Lebih dari 20.000 Jemaah Haji Indonesia Tiba di Madinah
Oleh : Saibansah
Minggu | 26-04-2026 | 10:08 WIB
Jamaah_Haji_kepri.jpg Honda-Batam
Jemaah haji Indonesia saat mendarat di Bandara Amir Muhammad bin Abdul Aziz Madinah. (Foto: MCH PPIH Arab Saudi 2026)

BATAMTODAY.COM, Madinah-Arus kedatangan jemaah haji Indonesia di Madinah terus berlangsung hingga hari keenam operasional, Sabtu (25/4/2026).

Hingga pagi hari waktu Arab Saudi, sebanyak 52 kelompok terbang (kloter) dengan total 20.330 jemaah telah tiba melalui Bandara Amir Muhammad bin Abdul Aziz Madinah.

Dari jumlah tersebut, tercatat 3.972 jemaah merupakan lanjut usia (lansia). Secara umum, proses kedatangan berjalan lancar, mulai dari penyambutan di bandara, pemeriksaan dokumen, hingga pemberangkatan menuju hotel di Madinah.

Meski demikian, sejumlah kejadian terkait kesehatan jemaah turut menjadi perhatian. Seorang jemaah dilaporkan wafat, sementara beberapa lainnya mengalami gangguan kesehatan setibanya di Madinah.

Salah satu jemaah yang sakit adalah Mila Halim Azim (45) asal Embarkasi Makassar. Setibanya di bandara, ia langsung dirujuk menggunakan ambulans ke Klinik Kesehatan Haji Indonesia (KKHI) Madinah untuk mendapatkan perawatan intensif. Hingga kini, kondisinya masih dalam pemantauan tim medis.

Selain itu, terdapat pula kasus jemaah yang tidak sadarkan diri saat tiba di bandara pada Sabtu pagi. Penanganan cepat dilakukan melalui kerja sama antara tim kesehatan Arab Saudi dan tim kesehatan haji Indonesia.

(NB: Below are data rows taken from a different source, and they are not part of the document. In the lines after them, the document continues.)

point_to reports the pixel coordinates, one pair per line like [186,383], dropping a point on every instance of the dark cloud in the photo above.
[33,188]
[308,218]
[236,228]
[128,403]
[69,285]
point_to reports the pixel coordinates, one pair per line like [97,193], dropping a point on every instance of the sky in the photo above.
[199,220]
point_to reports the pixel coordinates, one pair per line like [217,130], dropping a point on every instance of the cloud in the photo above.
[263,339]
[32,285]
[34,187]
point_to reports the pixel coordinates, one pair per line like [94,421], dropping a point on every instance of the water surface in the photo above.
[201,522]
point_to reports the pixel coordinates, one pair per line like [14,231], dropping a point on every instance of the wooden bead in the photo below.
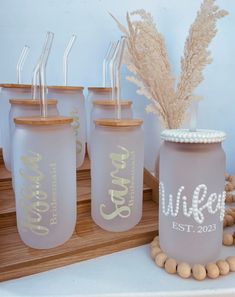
[160,259]
[199,272]
[227,239]
[154,251]
[212,270]
[231,263]
[225,223]
[228,187]
[184,270]
[229,198]
[229,219]
[155,242]
[227,177]
[223,267]
[170,266]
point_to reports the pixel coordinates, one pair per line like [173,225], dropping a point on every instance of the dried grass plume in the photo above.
[147,59]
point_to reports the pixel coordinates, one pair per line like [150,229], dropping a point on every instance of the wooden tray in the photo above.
[88,240]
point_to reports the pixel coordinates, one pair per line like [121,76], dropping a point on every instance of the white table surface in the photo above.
[128,273]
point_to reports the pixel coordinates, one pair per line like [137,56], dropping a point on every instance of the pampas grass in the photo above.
[147,60]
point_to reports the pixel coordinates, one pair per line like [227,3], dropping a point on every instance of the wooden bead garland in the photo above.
[198,271]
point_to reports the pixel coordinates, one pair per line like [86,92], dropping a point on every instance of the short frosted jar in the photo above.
[117,158]
[9,91]
[44,154]
[191,195]
[106,109]
[24,108]
[71,103]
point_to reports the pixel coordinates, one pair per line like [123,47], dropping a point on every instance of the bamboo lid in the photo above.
[65,88]
[40,121]
[31,102]
[111,103]
[118,123]
[100,89]
[15,86]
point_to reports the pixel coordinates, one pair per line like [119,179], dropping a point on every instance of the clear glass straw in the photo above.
[42,75]
[193,116]
[108,56]
[112,70]
[21,61]
[65,58]
[36,68]
[117,69]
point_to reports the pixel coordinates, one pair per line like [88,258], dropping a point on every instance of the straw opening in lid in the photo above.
[111,103]
[118,123]
[43,121]
[31,102]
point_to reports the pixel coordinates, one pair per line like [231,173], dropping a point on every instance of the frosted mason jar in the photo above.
[117,159]
[106,109]
[44,154]
[22,108]
[9,91]
[191,195]
[71,103]
[95,93]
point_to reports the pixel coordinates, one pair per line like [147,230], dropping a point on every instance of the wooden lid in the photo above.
[111,103]
[100,89]
[118,123]
[12,86]
[40,121]
[31,102]
[66,88]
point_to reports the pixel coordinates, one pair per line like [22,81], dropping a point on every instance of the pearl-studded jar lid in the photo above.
[198,136]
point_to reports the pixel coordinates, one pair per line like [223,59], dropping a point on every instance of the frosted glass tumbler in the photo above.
[106,109]
[71,103]
[9,91]
[44,166]
[22,108]
[191,195]
[117,159]
[95,93]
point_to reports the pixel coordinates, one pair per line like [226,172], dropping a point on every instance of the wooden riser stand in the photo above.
[88,241]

Kepala Daerah Kerja (Daker) Bandara PPIH Arab Saudi, Abdul Basir, mengatakan bahwa penanganan terhadap jemaah yang mengalami kondisi darurat dilakukan secara sigap oleh petugas.

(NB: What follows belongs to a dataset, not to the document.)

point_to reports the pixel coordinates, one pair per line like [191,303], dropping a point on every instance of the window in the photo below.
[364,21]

Ia menambahkan, data terkait jemaah yang sakit maupun meninggal dunia secara keseluruhan akan dikonfirmasi lebih lanjut oleh tim KKHI Madinah.

Di sisi lain, Abdul Basir juga mengingatkan jemaah agar memperhatikan kesiapan ibadah sejak dalam perjalanan. Ia menyoroti masih adanya jemaah yang belum menunaikan salat wajib saat tiba di bandara, meski waktu salat hampir berakhir.

"Diharapkan jemaah yang turun dari pesawat sudah menyelesaikan salat fardhunya," ujarnya.

Dari aspek operasional, pengaturan rombongan sejak di bandara dinilai menjadi faktor penting dalam menjaga kelancaran layanan. Pembagian kelompok yang tertib membantu mempercepat proses mobilisasi jemaah menuju bus yang akan mengantarkan mereka ke penginapan.

Panitia Penyelenggara Ibadah Haji (PPIH) Arab Saudi terus memperkuat koordinasi antarpetugas, termasuk tim bandara, tenaga kesehatan, dan petugas lapangan lainnya. Langkah ini dilakukan untuk memastikan seluruh proses kedatangan berjalan aman dan tertib, terutama bagi jemaah lansia dan mereka yang membutuhkan perhatian khusus.

Jemaah juga diimbau untuk menjaga kondisi fisik, memperbanyak istirahat, serta menyesuaikan aktivitas ibadah selama berada di Madinah agar tetap dalam kondisi prima menjelang rangkaian ibadah haji berikutnya.